Dinner: Tuck into these low-cal feasts, and you'll forget you're even on a diet! 250 calories & under. This healthy recipe is featured in the dinner section of the new 5:2 Starter's Guide to The 2-Day Diet. The book provides a selection of over 100 tasty recipes to help you meet the daily 500 calorie allotment for the 2 days of intermittent fasting, as required by the 5:2 Diet.
1 tbsp. sunflower oil
2 chopped onions
2 garlic cloves, minced
2 red peppers, sliced
2 yellow peppers, sliced
2 tbsp. Middle Eastern spice mix
1 tbsp. light brown sugar
6 tomatoes, chopped roughly
6 large eggs
Fresh cilantro for garnish
How to Make It
Heat oil in a large frying pan. Add onions, and cook until soft. Add garlic and peppers and cook for 5 minutes.
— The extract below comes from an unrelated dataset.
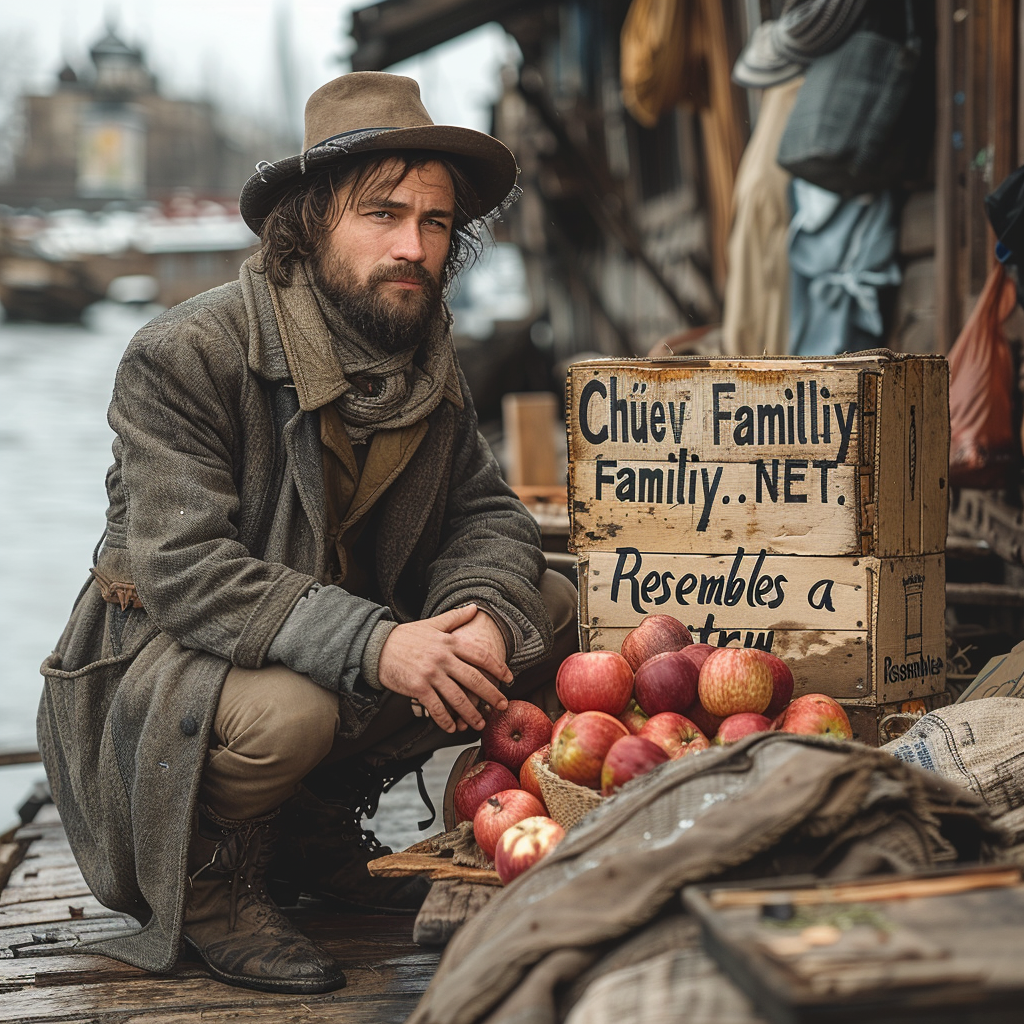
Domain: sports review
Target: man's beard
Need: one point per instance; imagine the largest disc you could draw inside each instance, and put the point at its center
(393, 323)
Add spice mix, turn up the heat, and cook for a few more minutes.
Add sugar, tomatoes, and 2/3 cup water. Season and simmer for 15 minutes, until thickened.
Make 6 wells in the mix, and crack an egg into each. Sprinkle some salt on top of each egg, and then turn the heat down as low as it will go. Cover the pan, and allow the eggs to cook for 12-15 minutes, until the whites should be just set and the yolks still runny. To serve, sprinkle with fresh cilantro.